A novel solution for inverse heat conduction problem in one-dimensional medium with moving boundary and temperature-dependent material properties

• A novel approach for solving IHCP in 1D medium with moving boundary is developed. • The proposed approach is based on interpolation of filter coefficients. • The developed approach accounts for temperature dependent material properties. • Temperature data from interior locations are used for surface heat flux estimation. • The approach is computationally efficient and operates in a near real-time fashion. A novel approach for solving inverse heat conduction problems in one-dimensional domain with moving boundary and temperature dependent material properties is presented. In this study, it is assumed that two thermocouples are used to measure temperature at two interior locations within the medium while the front boundary experiences recession (moving towards the back surface).
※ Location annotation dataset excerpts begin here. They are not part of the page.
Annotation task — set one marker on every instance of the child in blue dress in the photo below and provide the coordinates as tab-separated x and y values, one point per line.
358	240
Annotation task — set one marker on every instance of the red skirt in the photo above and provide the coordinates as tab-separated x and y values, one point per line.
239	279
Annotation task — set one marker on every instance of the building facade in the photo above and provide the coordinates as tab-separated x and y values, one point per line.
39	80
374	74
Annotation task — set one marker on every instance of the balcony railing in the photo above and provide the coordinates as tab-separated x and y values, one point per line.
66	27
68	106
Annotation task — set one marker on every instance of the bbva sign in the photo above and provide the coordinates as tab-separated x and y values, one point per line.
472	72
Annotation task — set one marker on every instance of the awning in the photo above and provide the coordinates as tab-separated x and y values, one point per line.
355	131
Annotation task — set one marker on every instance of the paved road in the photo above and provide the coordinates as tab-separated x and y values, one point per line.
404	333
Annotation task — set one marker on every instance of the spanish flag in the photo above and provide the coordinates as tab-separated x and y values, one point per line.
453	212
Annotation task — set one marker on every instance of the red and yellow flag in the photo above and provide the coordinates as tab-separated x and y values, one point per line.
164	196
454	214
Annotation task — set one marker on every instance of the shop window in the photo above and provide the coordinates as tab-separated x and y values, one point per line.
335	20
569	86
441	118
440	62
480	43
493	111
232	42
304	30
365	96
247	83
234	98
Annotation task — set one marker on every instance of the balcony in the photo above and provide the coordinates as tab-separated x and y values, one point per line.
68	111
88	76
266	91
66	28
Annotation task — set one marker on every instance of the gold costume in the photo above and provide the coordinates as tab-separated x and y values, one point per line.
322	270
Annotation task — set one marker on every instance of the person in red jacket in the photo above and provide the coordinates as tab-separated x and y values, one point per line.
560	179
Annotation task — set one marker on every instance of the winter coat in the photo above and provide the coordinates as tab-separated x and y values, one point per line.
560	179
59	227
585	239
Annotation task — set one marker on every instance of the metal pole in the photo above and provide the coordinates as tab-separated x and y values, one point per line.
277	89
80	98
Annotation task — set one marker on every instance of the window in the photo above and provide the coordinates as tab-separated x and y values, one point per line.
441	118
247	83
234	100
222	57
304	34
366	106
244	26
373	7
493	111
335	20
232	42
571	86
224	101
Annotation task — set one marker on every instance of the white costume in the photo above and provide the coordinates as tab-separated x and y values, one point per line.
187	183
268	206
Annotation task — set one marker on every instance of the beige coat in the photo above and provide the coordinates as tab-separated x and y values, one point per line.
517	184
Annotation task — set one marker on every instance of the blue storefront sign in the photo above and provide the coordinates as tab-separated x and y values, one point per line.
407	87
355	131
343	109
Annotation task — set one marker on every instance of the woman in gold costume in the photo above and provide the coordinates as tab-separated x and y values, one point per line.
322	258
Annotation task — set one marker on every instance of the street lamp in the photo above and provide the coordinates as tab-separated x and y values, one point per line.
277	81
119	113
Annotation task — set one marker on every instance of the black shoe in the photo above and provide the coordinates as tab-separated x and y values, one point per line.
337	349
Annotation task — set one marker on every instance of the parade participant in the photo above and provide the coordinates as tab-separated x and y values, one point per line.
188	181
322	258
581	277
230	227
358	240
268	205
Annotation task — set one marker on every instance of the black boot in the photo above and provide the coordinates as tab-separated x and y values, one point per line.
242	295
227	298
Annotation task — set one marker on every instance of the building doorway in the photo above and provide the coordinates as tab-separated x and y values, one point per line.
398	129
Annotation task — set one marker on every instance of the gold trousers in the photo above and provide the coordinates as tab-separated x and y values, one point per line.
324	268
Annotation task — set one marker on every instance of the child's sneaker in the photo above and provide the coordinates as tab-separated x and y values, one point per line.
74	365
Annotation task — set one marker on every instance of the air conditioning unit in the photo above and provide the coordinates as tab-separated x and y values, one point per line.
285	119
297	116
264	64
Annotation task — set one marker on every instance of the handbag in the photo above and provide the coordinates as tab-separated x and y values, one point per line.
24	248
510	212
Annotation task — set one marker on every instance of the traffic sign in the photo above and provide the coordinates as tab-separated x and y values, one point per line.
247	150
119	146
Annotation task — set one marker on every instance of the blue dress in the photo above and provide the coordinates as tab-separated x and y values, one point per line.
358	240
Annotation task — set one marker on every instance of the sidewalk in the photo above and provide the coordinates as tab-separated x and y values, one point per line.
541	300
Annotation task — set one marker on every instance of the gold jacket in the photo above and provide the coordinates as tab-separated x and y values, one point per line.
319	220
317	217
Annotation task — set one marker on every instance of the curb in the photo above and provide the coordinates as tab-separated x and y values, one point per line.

A filter coefficient-form Tikhonov regularization method is used to develop the solution for this problem. It is hypothesized that interpolation of pre-calculated filter coefficients for a medium with various thickness values can be used to calculate the filter coefficients for an IHCP with moving boundary, knowing the current thickness of the domain. This can be used along with interpolation among the pre-calculated filter coefficients at different temperatures, knowing the temperature value, to find the correct filter coefficients at each time step and accurately estimate the conducted heat flux in a near real-time fashion. The hypothesis is then validated through several numerical test cases developed in COMSOL. It is shown that the proposed solution method can accurately estimate the conducted heat flux in a domain with a moving boundary in a near real-time fashion. The main advantage of the proposed solution is in it's computationally efficient nature as well as possibility of implementation for monitoring and control purposes due to the near real-time operation of the method. The developed method can be used for calculating surface heat flux in applications that involves moving boundary and large temperature variations such as ablative thermal protection systems for space vehicles.